The bands Bob Dylan said made rock and roll respectable

When Paul McCartney first played the songs from Revolver to Bob Dylan, the future Nobel Prize-winning songwriter supposedly assessed the album by saying, “Oh, I get it. You don’t want to be cute anymore”. 

In fact, thanks to Dylan’s songwriting and his marriage of poetry with music, plenty of other writers became more ambitious with their words, more serious about their art, what they had to say and how they were going to say it, more inventive and ultimately, more creative in the mid-1960s.

It wasn’t just The Beatles who heard his stuff and decided to toughen up a bit – his influence sent shockwaves through bands like The Byrds, The Rolling Stones, Fairport Convention, Jimi Hendrix, Manfred Mann, and a whole bunch of others. It’s mad to think how quickly things moved on – from daft novelty tracks like ‘(How Much Is That) Doggie in the Window’ and ‘Itsy Bitsy Teenie Weenie Yellow Polka Dot Bikini’ to the raw poetry of ‘Chimes of Freedom’ and ‘Desolation Row’, and then on to the likes of ‘Gimme Shelter’, ‘Across the Universe’, and ‘Voodoo Chile’. A total shift in gears.

Much later, when Bruce Springsteen was inducting Dylan into the Rock and Roll Hall of Fame in 1988, The Boss said that “The way that Elvis freed your body, Bob freed your mind”.

It’s an important and keenly observed connection between Dylan and Elvis, and one that ties together two artists who sparked the biggest changes in the direction of music and culture in their times. Barack Obama went as far as to say in 2012 that “there is not a bigger giant in the history of American music” when awarding Dylan the Presidential Medal of Freedom, but Dylan himself would probably argue that Elvis should take that particular title (and he should, Elvis is as close to a deity figure as America has ever gotten).

Elvis took the music of black America and injected it into the cultural consciousness. His own immense talents can not be understated, but neither should the origins of the music he performed (and, crucially, Elvis himself was the first to say so). Dylan took it all one step further, mixing up the so-called “low art” of Rock and Roll with the supposed “high art” of Literature. In this amalgamation, a new possibility for music and what could be done with it was born.

But Dylan has never sold as many records as his contemporaries. He didn’t shift singles in the way that The Rolling Stones or The Beatles did, or like any of his other acolytes, like The Kinks, The Animals or Pink Floyd. 

But, as we have learnt again and again throughout the course of music history, there doesn’t seem to be much that American audiences like more than hearing their own music played back to them through a British lens. Maybe it’s in our accents.

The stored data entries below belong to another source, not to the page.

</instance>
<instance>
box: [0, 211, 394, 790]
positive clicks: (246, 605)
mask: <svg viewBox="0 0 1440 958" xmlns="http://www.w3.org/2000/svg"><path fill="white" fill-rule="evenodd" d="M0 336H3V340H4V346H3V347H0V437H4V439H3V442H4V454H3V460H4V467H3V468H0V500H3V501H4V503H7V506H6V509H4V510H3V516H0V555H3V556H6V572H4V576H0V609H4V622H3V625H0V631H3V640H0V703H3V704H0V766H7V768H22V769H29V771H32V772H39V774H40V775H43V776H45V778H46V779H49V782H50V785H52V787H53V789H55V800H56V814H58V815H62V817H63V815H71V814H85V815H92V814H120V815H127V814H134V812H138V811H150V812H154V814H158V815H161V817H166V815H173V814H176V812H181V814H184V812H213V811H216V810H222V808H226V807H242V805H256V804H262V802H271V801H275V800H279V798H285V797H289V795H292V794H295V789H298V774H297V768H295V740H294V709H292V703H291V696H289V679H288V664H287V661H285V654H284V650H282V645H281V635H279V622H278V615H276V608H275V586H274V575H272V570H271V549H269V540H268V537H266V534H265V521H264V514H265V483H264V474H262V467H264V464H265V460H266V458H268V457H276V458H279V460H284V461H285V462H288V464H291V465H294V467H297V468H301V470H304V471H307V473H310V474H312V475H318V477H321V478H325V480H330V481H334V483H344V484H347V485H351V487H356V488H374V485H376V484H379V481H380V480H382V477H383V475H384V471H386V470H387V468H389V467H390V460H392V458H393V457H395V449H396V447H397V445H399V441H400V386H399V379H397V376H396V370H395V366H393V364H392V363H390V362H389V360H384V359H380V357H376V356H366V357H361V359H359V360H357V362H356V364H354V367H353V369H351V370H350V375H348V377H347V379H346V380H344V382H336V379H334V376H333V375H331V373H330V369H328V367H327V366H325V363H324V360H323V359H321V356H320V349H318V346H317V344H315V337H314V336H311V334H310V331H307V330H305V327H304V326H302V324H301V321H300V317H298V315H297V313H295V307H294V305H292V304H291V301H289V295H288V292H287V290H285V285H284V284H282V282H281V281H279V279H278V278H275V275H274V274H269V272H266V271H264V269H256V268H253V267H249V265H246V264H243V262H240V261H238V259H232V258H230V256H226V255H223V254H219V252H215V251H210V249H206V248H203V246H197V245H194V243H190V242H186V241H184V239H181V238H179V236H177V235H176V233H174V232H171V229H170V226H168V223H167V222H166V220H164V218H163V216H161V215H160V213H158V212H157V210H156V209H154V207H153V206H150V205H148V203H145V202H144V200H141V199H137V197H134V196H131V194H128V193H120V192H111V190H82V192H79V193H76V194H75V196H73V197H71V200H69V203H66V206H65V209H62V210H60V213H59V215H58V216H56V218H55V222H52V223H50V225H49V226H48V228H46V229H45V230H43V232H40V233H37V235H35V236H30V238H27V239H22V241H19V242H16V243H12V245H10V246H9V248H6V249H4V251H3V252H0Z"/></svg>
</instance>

Dylan briefly touched on the phenomenon in a 1991 interview with Paul Zollo, when talking about a time “after the Beatles came out and everybody from England” hit the scene, saying that “Rock and Roll still is an American thing. Folk music is not. Rock and roll is an American thing, it’s just all kind of twisted. But the English kind of threw it back, didn’t they? And they made everybody respect it once more”.

Dylan’s 1991 comments more than echoed the taunt he levelled at a less than respectful British crowd at the Royal Albert Hall (no, not the Manchester Free Trade Hall) in 1966, when he told the combative and booing audience that “this is not British music, it is American music, now, come on” before launching into a ferocious ‘Just Like Tom Thumb’s Blues’.